Near the end of his life, Jackson Pollock, separated from Lee Krasner, stopped painting, began an affair with Ruth Kligman, and became a full-time alcoholic. And then one Sunday evening, drunk and driving his Oldsmobile convertible much too fast on a country road near his home, Pollock lost control and soon was airborne….

“For an instant, everything was silent — except the air rushing by. Escape velocity:  he had finally reached it. The car was gone. Ruth was gone.  Lee was gone,  Stella was gone.  He was free: not falling, flying; flung from the tumbling car in a straight trajectory fifty feet long and ten feet off the ground. He covered it in less than a second, but, according to the coroner’s report, was fully conscious, arrested in space, until he hit the tree.” (795)

That was in August, 1956.

The first call came in to the police station [in Springs on Long Island] at 10:15 P.M. Officer Earl Finch was dispatched to Fieplace Road [near Pollock’s home]. “Two dead at scene of accident,” he reported. “Edith Metzger was crushed to death beneath the car. Ruth Kligman was thrown clear and was taken to Southampton Hospital with major injuries; she survived. Pollock was killed instantly when his head hit a tree.” (249)

It seems amazing — if not totally unbelievable — that Jackson Pollock was able to create so many truly unique works of modern art while being so emotionally unstable.
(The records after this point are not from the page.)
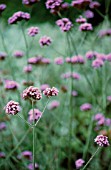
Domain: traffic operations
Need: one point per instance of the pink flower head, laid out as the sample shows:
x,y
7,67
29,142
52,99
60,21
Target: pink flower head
x,y
12,107
65,24
102,140
65,5
53,105
45,61
29,2
28,69
18,54
2,155
36,116
81,20
109,98
76,76
18,16
74,93
3,55
89,14
77,60
90,55
32,31
59,61
80,3
101,56
79,163
68,60
66,75
44,86
108,57
86,107
30,166
94,4
11,85
2,8
53,4
98,116
32,93
51,92
45,41
85,27
107,122
97,63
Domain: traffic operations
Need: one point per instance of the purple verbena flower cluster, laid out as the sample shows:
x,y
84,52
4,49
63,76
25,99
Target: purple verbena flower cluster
x,y
102,140
32,93
65,24
12,107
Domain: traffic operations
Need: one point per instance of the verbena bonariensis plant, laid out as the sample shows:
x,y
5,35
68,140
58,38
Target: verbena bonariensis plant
x,y
83,72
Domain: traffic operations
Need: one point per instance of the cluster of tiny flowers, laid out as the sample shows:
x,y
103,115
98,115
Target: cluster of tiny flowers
x,y
80,3
10,85
86,107
75,60
59,61
53,4
2,126
79,163
32,31
25,154
88,14
65,24
101,120
103,33
18,54
29,2
51,92
94,4
91,55
102,140
2,8
38,60
12,107
74,93
86,27
45,41
18,16
37,114
81,20
2,55
53,105
32,93
31,166
28,68
44,86
2,155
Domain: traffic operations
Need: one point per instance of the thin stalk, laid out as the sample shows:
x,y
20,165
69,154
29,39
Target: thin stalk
x,y
25,121
91,158
27,48
42,112
88,139
70,108
9,155
33,136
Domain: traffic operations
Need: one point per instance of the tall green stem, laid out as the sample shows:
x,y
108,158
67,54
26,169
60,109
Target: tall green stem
x,y
91,158
33,136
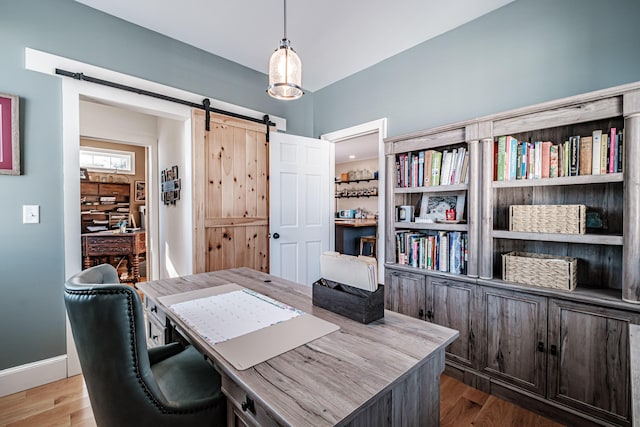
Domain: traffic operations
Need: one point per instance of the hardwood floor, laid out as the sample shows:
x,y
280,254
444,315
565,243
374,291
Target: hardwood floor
x,y
66,403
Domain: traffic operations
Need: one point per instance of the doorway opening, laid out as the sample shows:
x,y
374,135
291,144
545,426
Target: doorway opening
x,y
358,223
113,204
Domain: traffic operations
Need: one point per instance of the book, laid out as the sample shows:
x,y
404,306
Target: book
x,y
561,160
524,166
443,251
620,150
531,155
545,159
445,171
436,162
519,162
464,178
512,148
574,150
427,168
553,161
613,149
537,162
502,153
595,160
420,169
567,158
604,153
586,155
457,176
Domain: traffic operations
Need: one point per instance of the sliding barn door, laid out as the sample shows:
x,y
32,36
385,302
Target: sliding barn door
x,y
231,194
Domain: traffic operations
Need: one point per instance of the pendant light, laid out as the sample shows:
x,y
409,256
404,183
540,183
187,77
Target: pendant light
x,y
285,69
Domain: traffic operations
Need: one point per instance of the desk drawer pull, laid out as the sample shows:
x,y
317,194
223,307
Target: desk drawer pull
x,y
248,405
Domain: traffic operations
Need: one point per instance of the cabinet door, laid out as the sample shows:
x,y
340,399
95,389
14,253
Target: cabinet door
x,y
405,293
589,358
516,330
451,303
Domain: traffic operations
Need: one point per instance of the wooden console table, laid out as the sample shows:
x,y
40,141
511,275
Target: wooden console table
x,y
107,243
386,373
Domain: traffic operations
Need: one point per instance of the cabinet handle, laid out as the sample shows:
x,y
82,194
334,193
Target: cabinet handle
x,y
248,405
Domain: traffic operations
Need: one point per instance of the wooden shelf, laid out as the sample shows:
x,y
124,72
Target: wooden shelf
x,y
588,239
430,226
356,197
434,189
356,180
566,180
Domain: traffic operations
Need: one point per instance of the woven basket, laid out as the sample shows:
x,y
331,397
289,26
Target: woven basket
x,y
567,219
547,271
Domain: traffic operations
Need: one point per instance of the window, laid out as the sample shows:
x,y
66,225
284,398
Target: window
x,y
104,160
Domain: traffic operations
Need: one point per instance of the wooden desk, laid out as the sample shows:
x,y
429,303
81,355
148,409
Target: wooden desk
x,y
106,243
386,373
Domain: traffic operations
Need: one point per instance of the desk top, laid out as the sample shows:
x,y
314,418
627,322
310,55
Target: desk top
x,y
327,380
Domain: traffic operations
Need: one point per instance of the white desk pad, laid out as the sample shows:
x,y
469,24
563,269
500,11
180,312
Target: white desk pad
x,y
244,326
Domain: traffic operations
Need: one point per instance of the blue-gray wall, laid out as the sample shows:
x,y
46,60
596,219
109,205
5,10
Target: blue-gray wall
x,y
526,52
32,256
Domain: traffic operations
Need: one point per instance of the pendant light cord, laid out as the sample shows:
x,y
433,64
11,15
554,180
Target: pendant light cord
x,y
285,19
He destroyed so much property as well as relationships before eventually ending his own life…and one other.

I think Steven Naifeh and Gregory White’s biography of Pollock will be widely accepted as the single most valuable source for information and insights about his tragic life and singular work.

* * *

Here are two suggestions while you are reading this definitive biography. First, highlight key passages. Also,  perhaps in a lined notebook kept near-at-hand, record your comments, questions, and page references. Be alert for indications of Pollock’s severe insecurity — sometimes self-loathing — throughout the narrative. His talent for obliteration alienated almost all of those who struggled without success to prevent or overcome his self-defeating misbehavior.

These two simple tactics — highlighting and documenting — will expedite frequent reviews of key material later.